Background: 

Nitric oxide (NO) blunts the myogenic response (MR) in renal blood flow (RBF) autoregulation. We aimed to clarify the role of neuronal NO-synthase (nNOS) of macula densa cells and endothelial NOS (eNOS) of the afferent arteriole in eNOS- and nNOS-knockout (ko) mice.

Methods: 

Autoregulatory mechanisms were assessed from the response of renal vascular resistance to small rapid changes of renal artery pressure (AP). The response within the first 6 s was interpreted as MR, from 6 to 25 s as tubuloglomerular feedback (TGF), and 25 to 100 s as third regulatory mechanism.

Results: 

In wild-type (wt) mice the three mechanisms contributed 36±3, 49±6, and 27±4 units to autoregulation. LNAME elevated AP +25±4 mmHg and reduced RBF -47±4%; MR was augmented and TGF and third mechanism blunted to 92±11, 14±3, and 2±4 units. nNOS-ko showed similar AP (85±2 vs. all wt 91±1 mmHg), RBF (11±1 vs. 12±1 ml/min/g), and autoregulation (38±4, 60±6, 34±5 units) as wt.

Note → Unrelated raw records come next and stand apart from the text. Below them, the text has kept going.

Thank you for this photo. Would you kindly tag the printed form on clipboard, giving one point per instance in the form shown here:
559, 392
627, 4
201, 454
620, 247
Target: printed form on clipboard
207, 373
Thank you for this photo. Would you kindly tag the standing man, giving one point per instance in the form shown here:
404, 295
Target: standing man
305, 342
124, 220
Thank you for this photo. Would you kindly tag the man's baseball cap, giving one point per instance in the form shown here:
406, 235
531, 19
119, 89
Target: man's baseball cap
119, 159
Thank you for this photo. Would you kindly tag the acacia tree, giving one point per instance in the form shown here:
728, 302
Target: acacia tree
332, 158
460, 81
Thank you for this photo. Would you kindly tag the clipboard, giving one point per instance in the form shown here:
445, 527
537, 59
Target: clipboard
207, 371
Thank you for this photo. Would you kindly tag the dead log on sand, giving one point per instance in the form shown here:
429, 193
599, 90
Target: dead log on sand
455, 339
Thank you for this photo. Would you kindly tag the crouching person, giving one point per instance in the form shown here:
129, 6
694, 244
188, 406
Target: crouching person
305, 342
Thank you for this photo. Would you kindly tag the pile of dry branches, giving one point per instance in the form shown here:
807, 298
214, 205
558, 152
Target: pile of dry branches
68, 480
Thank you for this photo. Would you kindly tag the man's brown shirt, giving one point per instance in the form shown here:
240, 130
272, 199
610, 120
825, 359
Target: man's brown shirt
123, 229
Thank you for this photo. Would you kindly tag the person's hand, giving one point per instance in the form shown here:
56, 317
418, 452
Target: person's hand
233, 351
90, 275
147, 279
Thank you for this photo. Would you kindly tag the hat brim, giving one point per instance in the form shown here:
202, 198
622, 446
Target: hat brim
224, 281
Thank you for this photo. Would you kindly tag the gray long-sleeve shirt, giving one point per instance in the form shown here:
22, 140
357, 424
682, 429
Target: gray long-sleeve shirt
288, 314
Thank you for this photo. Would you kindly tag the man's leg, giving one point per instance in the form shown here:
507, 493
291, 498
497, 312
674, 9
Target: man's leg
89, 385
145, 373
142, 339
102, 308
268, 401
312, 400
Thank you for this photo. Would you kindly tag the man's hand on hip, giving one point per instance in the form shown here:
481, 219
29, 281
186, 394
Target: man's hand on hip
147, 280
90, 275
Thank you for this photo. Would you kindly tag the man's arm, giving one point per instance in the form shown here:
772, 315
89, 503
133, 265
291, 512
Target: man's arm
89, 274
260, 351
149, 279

LNAME induced similar changes of AP (+32±6 mmHg), RBF (-56±3%), and autoregulation (115±11, 21±6, -3±7 units). eNOS-ko were hypertensive (AP=110±4 mmHg), while RBF (12±1 ml/min/g) and autoregulation (35±5, 57±5, 26±11 units) resembled wt. However, LNAME failed to elevate AP (+1±1 mmHg), reduce RBF (+16±8%) or augment MR (autoregulation: 29±5, 47±12, 30±3 units).

Conclusions: 

NO-dependent modulation of MR in RBF autoregulation depends on eNOS, but not nNOS. In eNOS-ko mice MR is blunted by NO-independent means.